I remember growing up in Detroit and looking forward to going to the State Fair every year. My day at the Fair was not complete until I had a corn dog, cotton candy and a ride on the merry-go-round. A smile crosses my face as I reminisce on how much joy it brought me and my family. Merry means to be cheerful and lively. I don’t know too many people who go to a State Fair and are in misery, yet many of us live on a misery-go round all year long. What does your experience of life feel like? Is it merry or is it misery?
Ask yourself why your life is where it is. Are you living the life you planned or are you off track? One of the most common reasons for feeling off track is when you try too hard to please others, become submissive or passive and stop honoring yourself.
Misery-go-round is a term for endless doubt. It makes you lower your self-worth and base the value of your life by the size of your body. You are not alone, society sends us the message that we are not okay as we are. One of our biggest doubts is about our bodies, we stress about our weight, our size, instead of our health and well-being. During the Fall and holiday season, commercials are filled with eggnog, honey baked hams, pies, soups, and pumpkin spiced lattes encouraging us to overindulge. Come January all the stores will have fitness clothing and equipment in front of the store ready for you to buy. Retailers know the number one New Year’s Resolution is, not to get healthy but, to lose weight. It’s as if they are setting us up for this misery-go-round and yes, most us fall for it every year.
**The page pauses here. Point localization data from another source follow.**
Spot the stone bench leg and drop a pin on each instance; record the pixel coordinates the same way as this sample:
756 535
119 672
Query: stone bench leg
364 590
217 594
We have made the dieting misery-go-round a “normal” way to be. It is a ride many hop on, seeking to be attractive and accepted and it keeps us going in circles:
When people focus solely on losing weight they stop trusting their bodies. From diet pills, gadgets, fads and gimmicks, Americans will spend millions of dollars on weight loss products each year. People often confuse losing weight with success or think it will magically transform their lives. As a fitness trainer, I see people lose weight and get into the best shape of their lives. However, if they didn’t acknowledge or start to work on the real issues plaguing them, the weight comes right back. They realize they remain as unhappy with themselves after losing the weight as they were when they were heavier. Basically, the pursuit of weight loss is more damaging than the weight itself.
Instead of focusing on weight loss we should focus on wellness; mental and physical. Understanding how to let go of things that led to the weight gain in the first place. Once we realize that accepting our bodies and learning to love ourselves is the first step to wellness the faster we will achieve long-lasting weight loss. When you do this your intentions shift to focusing on eating and sleeping well and then you feel merrier.
By implementing these changes, you will get off the misery-go-round of doubt and lead a more productive and peaceful life. You will feel more connected to yourself and break the cycle of thinking something is wrong with you and find your true purpose in life. No Mess!